A Workday without Internet and Email

For most of the day I was unable to access my email and Web accounts in my job at Bowling Green State University, a problem that the IT people indicated was due to a severed fiber optic cable in central Ohio. Especially problematic for me in particular is the fact that I am teaching three online sections of history classes, meaning that my courses were essentially dead today.

Luckily for me (though not necessarily for my students), Tuesdays are quite slow, as many online students use the weekend to complete their assignments and take quizzes. Still, it was quite odd to be staring at DNS error messages all day and not being able to visit my course shells, and the outage today was a reminder of just how dependent I have become on computers and computer networks.

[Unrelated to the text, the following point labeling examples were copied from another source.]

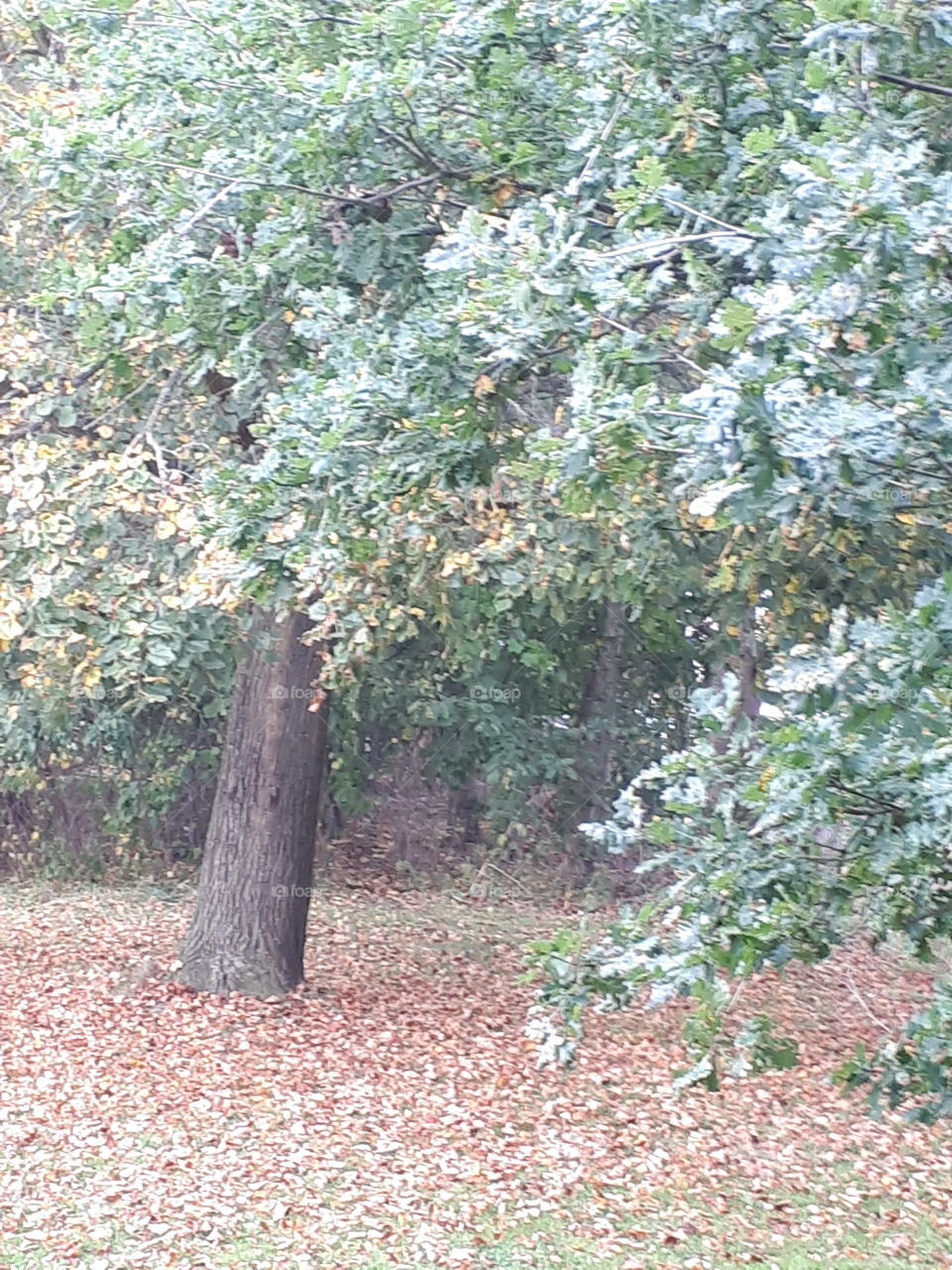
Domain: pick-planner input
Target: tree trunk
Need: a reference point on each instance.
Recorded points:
(597, 789)
(248, 931)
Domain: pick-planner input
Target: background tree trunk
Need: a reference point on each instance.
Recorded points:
(599, 716)
(248, 931)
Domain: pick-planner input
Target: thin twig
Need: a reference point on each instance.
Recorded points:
(914, 85)
(851, 984)
(706, 216)
(488, 864)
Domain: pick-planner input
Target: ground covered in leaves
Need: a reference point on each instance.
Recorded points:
(391, 1112)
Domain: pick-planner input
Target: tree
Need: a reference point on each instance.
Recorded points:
(460, 327)
(816, 439)
(248, 931)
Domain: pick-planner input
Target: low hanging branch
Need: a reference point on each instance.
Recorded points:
(914, 85)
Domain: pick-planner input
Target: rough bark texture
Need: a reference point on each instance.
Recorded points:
(248, 931)
(597, 789)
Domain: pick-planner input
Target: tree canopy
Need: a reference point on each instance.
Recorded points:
(527, 348)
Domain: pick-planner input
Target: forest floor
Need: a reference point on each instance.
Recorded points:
(391, 1112)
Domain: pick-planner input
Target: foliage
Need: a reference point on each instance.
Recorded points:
(782, 841)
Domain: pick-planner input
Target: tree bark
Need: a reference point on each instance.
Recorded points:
(248, 931)
(599, 719)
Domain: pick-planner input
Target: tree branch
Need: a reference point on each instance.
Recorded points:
(914, 85)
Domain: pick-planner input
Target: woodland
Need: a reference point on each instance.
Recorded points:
(475, 634)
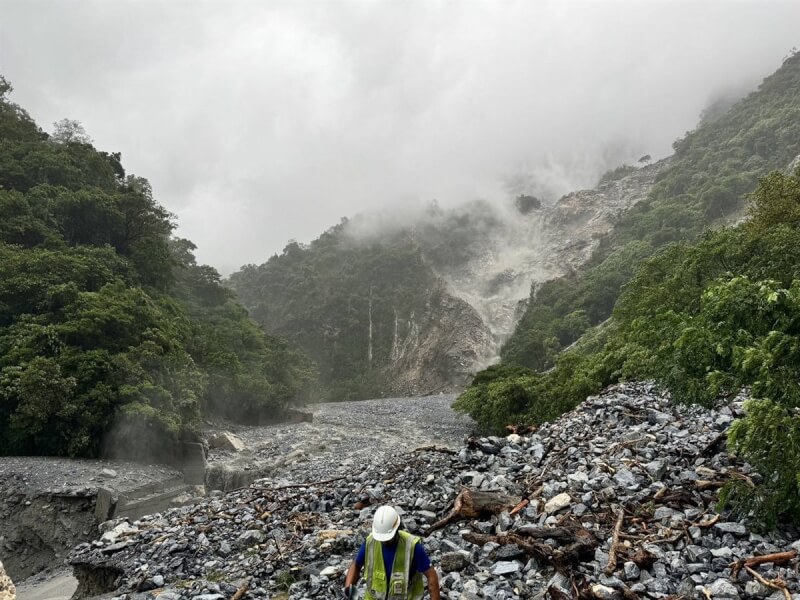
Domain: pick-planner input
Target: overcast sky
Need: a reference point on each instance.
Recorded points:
(257, 122)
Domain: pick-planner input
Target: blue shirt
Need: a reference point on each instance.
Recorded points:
(419, 563)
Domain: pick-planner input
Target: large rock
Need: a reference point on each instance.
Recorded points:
(558, 502)
(225, 440)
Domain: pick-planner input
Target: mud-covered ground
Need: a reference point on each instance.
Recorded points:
(344, 437)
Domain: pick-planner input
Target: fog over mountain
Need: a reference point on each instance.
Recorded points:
(260, 122)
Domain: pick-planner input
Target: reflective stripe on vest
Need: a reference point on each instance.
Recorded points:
(397, 588)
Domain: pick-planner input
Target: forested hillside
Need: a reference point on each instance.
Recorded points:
(112, 338)
(362, 309)
(704, 317)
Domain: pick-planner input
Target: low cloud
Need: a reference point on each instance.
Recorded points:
(261, 122)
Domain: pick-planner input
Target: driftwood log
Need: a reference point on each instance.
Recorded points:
(471, 504)
(577, 543)
(779, 558)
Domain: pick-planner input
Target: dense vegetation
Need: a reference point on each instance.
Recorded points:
(348, 304)
(110, 333)
(704, 317)
(712, 168)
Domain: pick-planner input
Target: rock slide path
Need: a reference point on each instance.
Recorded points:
(343, 437)
(620, 504)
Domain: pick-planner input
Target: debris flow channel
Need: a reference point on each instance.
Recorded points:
(614, 500)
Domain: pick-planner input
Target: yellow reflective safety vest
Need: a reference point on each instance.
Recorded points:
(398, 587)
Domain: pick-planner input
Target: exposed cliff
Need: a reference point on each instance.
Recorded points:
(418, 304)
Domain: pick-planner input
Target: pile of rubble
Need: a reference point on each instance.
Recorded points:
(614, 500)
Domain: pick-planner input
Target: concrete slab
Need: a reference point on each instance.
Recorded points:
(60, 587)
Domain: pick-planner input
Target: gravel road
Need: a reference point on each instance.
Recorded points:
(343, 437)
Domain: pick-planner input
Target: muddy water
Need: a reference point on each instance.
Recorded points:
(343, 437)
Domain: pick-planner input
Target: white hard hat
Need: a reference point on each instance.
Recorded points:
(385, 524)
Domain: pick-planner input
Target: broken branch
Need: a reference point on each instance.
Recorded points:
(612, 553)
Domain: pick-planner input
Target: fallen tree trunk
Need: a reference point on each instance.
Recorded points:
(580, 547)
(471, 504)
(778, 558)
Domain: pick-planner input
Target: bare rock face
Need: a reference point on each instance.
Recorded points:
(516, 253)
(7, 589)
(574, 225)
(441, 348)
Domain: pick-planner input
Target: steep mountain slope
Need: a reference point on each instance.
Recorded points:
(112, 338)
(418, 304)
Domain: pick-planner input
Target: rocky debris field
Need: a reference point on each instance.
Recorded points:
(342, 437)
(614, 500)
(47, 504)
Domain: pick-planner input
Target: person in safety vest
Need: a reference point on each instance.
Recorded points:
(394, 562)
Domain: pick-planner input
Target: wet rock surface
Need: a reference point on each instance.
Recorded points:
(47, 506)
(620, 504)
(7, 589)
(342, 436)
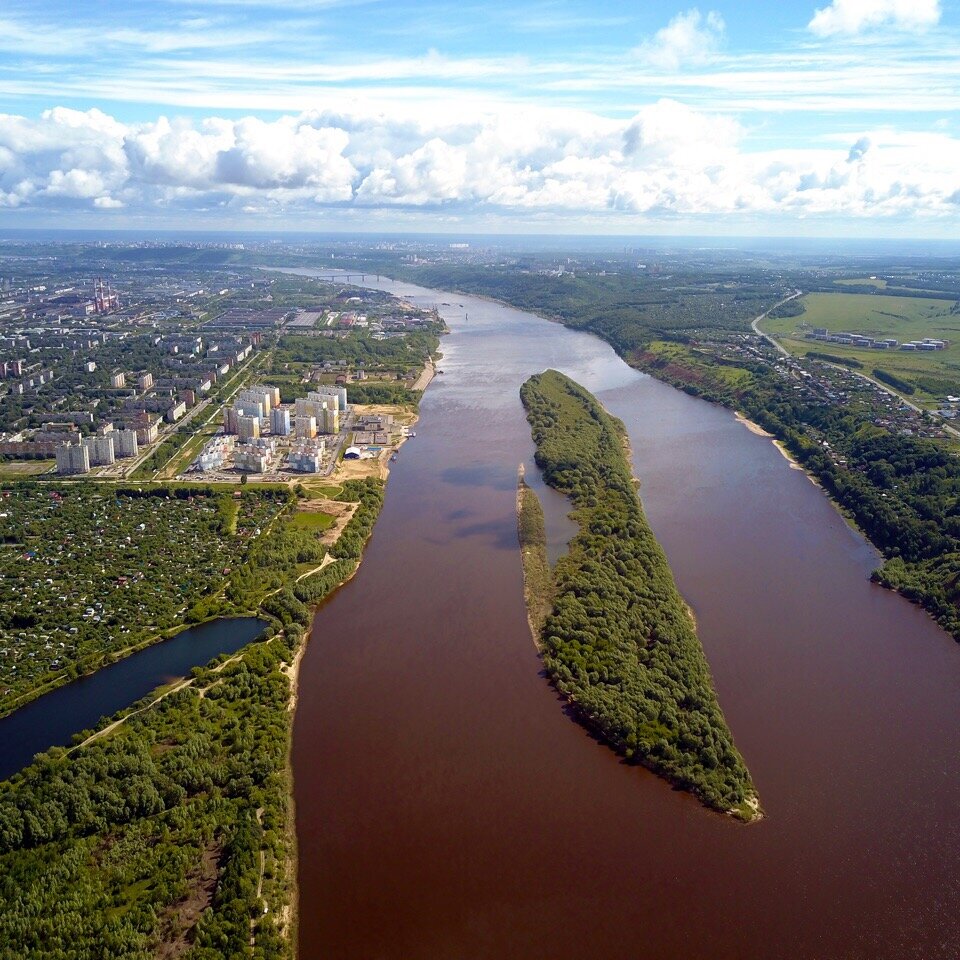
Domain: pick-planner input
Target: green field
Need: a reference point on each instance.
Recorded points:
(934, 374)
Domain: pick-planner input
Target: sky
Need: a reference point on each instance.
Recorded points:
(795, 118)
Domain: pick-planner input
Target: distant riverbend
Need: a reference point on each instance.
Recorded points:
(429, 753)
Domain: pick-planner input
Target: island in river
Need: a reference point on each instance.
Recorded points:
(619, 642)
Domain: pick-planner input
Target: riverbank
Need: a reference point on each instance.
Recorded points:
(537, 581)
(184, 764)
(618, 641)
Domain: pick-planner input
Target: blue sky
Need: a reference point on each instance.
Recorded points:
(808, 118)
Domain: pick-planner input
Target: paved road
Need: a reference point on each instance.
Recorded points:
(763, 316)
(886, 389)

Even stranger was the lack of email access, as most of my communication with my students and colleagues occurs via email. I suspect that I have experienced only a few weekday work hours without email access this semester, and today there was a span of over eight hours when messages did not get through to me. Of course, they still piled up and caused a virtual avalanche this afternoon when I finally accessed my account, but it was a rather surreal day for me.

This also happened to be a day when I guest-lectured for an ROTC class at BGSU, giving a brief overview of the history of the Middle East for the next generation of military leaders. So I traveled back in distant time to the era of face-to-face lectures and telephone communications, living the old-school academic life for a day.

And everything worked out in the end.